Multithreading, multi-troubling.

Recently, I worked on a small project that needed to make a catalog of image files and folders on my hard disk and save this catalog in a database. Since my CGI and my photography hobby generated a lot of images, it would be practical to have something easy to support it all. Plenty of software that already does something like this, but none that I liked. Especially since I want to connect images to derived images, group them, tag them, share them, assign licenses to them and publish them. And I want to keep track of where I’ve shared them already. Are they on Flickr? CafePress? DeviantArt? Plus, I wanted to know if they should be rated as adult. Some of my CGI artwork is naughty by nature (because nude models are easier to work with) and thus unsuitable for a broad audience.

But for this simple catalog I just wanted to store the image folder, the image filename, an image name that would be the filename without extension and without diacritics, plus the width and height of the image so I could calculate the image ratio. To make it slightly more complex, the folder name would be a relative folder name based on a root folder that’s set in the configuration. This would allow me to move the images to a different folder or use the same database on a different machine without the need to adjust all records.

So, the database structure is simple. One table that has the folders, one table containing image ratios and one for the image names and sizes. The ratio table will help me to group images based on the ratio between width and height. The folder table would do the same for grouping by folder. The Entity Framework would help to connect to this database and take away a lot of my troubles. All I have to do now is write a simple library that would fill and keep up this catalog plus a console application to call those methods. Sounds simple enough.

Within 30 minutes, the first version was ready. I would first enumerate all folders below the source folder, then for each folder in that list I would collect all image files of type PNG, JPG and BMP. The folder would be written to the folder table and the file would be put in the Image table. Just one minor challenge, though…

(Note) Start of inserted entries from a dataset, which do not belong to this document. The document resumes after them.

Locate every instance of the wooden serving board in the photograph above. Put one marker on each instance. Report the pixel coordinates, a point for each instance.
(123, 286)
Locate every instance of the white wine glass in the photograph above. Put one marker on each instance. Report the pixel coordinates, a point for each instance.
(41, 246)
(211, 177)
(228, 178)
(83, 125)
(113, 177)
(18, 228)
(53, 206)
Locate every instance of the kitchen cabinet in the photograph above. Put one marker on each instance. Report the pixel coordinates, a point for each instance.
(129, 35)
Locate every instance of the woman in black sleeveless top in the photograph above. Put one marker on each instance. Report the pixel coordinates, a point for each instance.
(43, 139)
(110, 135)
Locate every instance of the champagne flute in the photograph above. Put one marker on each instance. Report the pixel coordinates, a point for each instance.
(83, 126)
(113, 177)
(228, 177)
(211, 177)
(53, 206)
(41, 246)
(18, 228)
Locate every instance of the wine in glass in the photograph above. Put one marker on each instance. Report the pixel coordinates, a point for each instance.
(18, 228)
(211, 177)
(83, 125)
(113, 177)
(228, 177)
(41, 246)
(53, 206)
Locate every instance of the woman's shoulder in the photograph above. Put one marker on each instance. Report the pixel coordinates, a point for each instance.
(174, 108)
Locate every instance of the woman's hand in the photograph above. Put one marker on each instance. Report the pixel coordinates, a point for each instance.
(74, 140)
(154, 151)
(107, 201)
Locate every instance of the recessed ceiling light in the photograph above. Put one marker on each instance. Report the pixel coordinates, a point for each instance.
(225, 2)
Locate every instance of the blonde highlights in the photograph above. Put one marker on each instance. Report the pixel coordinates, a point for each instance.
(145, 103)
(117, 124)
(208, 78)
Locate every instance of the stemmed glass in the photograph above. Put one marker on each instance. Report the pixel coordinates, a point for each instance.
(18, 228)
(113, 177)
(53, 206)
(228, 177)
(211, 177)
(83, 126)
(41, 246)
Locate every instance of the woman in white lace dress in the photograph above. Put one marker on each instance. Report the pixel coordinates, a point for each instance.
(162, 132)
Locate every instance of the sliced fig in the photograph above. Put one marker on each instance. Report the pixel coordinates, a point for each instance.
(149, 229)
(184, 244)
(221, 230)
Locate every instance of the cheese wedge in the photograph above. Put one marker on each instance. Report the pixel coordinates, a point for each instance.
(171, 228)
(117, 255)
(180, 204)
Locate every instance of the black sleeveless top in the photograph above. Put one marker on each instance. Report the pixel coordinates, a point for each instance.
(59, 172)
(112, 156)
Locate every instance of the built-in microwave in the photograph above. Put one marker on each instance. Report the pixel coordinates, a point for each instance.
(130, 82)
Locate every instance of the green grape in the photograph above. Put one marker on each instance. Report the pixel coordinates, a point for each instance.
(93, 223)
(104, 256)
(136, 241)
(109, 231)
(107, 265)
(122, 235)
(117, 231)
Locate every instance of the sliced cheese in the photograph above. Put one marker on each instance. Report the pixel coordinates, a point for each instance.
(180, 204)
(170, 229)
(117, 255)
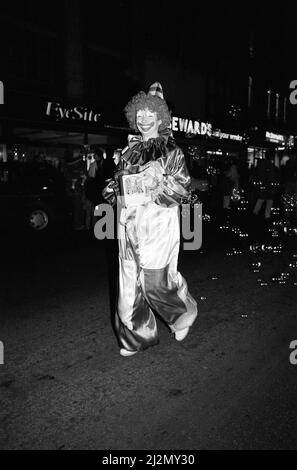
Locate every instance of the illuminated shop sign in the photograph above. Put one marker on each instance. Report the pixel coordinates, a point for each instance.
(77, 113)
(280, 139)
(188, 126)
(223, 135)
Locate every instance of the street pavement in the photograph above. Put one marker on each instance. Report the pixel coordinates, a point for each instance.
(228, 385)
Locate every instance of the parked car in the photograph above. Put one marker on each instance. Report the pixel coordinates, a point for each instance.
(33, 197)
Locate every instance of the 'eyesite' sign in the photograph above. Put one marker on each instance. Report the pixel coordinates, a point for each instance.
(78, 113)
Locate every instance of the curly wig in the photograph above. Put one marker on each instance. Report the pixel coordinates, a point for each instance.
(153, 103)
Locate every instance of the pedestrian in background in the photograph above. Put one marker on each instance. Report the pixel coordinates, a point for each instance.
(266, 179)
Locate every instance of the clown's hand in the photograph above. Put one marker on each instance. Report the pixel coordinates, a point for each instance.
(152, 175)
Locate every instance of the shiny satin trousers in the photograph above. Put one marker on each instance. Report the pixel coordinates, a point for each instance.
(149, 239)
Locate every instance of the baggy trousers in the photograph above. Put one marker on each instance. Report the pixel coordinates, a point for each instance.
(149, 239)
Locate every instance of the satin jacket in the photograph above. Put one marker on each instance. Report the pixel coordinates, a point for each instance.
(176, 182)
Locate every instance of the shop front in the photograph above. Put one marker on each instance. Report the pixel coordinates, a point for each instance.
(36, 127)
(281, 146)
(77, 139)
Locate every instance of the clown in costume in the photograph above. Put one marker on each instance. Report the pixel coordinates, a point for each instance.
(149, 233)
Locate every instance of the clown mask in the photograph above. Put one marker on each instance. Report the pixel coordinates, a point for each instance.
(148, 123)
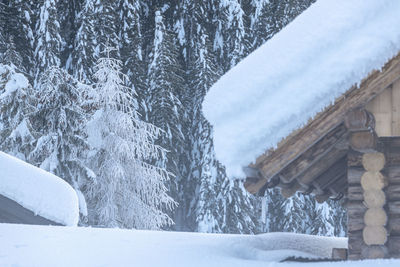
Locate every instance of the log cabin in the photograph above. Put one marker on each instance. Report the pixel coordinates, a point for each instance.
(350, 148)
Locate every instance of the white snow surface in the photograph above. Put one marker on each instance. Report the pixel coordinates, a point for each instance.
(39, 191)
(26, 245)
(29, 245)
(331, 46)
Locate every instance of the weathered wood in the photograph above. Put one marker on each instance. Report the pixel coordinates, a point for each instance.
(355, 242)
(393, 192)
(322, 198)
(252, 172)
(290, 189)
(322, 165)
(354, 158)
(394, 246)
(355, 209)
(355, 193)
(393, 174)
(395, 108)
(381, 107)
(374, 235)
(374, 198)
(394, 226)
(355, 223)
(294, 145)
(339, 187)
(364, 141)
(339, 254)
(373, 181)
(374, 252)
(333, 174)
(253, 185)
(354, 175)
(359, 119)
(375, 217)
(373, 162)
(324, 149)
(394, 207)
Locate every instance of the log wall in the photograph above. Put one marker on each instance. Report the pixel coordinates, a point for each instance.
(386, 110)
(374, 201)
(392, 172)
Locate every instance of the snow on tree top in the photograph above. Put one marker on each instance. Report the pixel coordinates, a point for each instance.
(39, 191)
(296, 74)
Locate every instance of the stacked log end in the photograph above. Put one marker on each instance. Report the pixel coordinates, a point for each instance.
(375, 218)
(367, 218)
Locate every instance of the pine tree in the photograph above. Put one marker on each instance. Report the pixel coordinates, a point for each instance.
(98, 24)
(16, 37)
(128, 191)
(59, 122)
(48, 39)
(164, 107)
(230, 37)
(16, 105)
(131, 48)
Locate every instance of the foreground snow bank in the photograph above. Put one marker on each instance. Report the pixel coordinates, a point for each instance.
(27, 245)
(39, 191)
(330, 47)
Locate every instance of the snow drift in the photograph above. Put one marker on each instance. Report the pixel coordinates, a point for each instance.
(39, 191)
(66, 246)
(330, 47)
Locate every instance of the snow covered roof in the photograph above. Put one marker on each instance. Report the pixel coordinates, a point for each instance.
(315, 59)
(39, 191)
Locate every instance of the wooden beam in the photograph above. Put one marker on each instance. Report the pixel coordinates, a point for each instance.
(294, 145)
(309, 165)
(321, 150)
(333, 174)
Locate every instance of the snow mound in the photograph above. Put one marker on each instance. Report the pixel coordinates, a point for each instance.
(328, 48)
(28, 245)
(39, 191)
(15, 81)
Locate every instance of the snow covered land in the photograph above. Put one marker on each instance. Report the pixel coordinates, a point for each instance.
(23, 245)
(39, 191)
(302, 69)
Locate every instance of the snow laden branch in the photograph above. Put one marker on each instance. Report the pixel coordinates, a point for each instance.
(128, 191)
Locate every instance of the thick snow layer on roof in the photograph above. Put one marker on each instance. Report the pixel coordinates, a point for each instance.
(330, 47)
(39, 191)
(26, 245)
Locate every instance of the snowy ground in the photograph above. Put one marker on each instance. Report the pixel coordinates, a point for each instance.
(39, 191)
(331, 46)
(27, 245)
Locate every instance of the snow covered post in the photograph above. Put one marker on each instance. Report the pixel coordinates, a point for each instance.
(366, 214)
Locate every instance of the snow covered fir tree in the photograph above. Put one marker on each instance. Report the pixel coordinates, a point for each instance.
(107, 95)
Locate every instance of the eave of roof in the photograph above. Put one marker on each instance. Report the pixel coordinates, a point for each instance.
(272, 162)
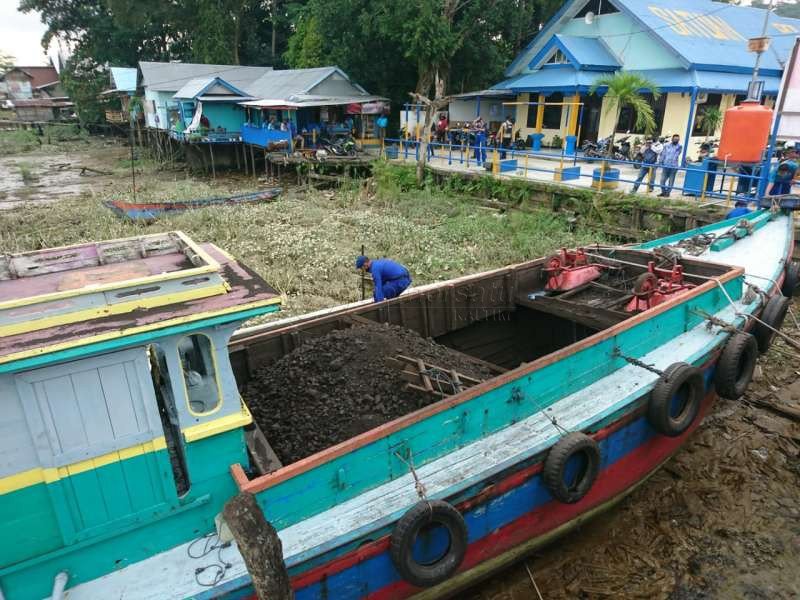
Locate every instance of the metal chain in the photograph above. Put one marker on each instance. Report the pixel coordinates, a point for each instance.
(637, 363)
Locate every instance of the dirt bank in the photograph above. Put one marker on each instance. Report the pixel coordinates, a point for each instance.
(342, 384)
(720, 520)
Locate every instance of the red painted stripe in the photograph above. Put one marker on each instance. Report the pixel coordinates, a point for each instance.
(616, 479)
(377, 547)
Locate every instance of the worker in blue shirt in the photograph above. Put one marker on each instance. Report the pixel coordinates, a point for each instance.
(740, 209)
(390, 278)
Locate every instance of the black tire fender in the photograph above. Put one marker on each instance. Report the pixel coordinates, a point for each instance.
(684, 382)
(555, 467)
(736, 365)
(773, 315)
(425, 513)
(791, 279)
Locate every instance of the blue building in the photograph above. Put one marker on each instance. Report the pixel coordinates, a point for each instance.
(696, 51)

I want to add the width and height of the image to the image table too, and based on the ratio between width and height, I would have to either add a new ratio record, or change an existing one. And this meant that I had to read every file into memory to find its size and then look if there’s already a ratio record related to it. If not, I would need to add the new ratio record and make sure the next request for ratio records would now include the new ratio record. Plus, I needed to check if the image and folder records also exist in the database, because this tool needs to update only for new images.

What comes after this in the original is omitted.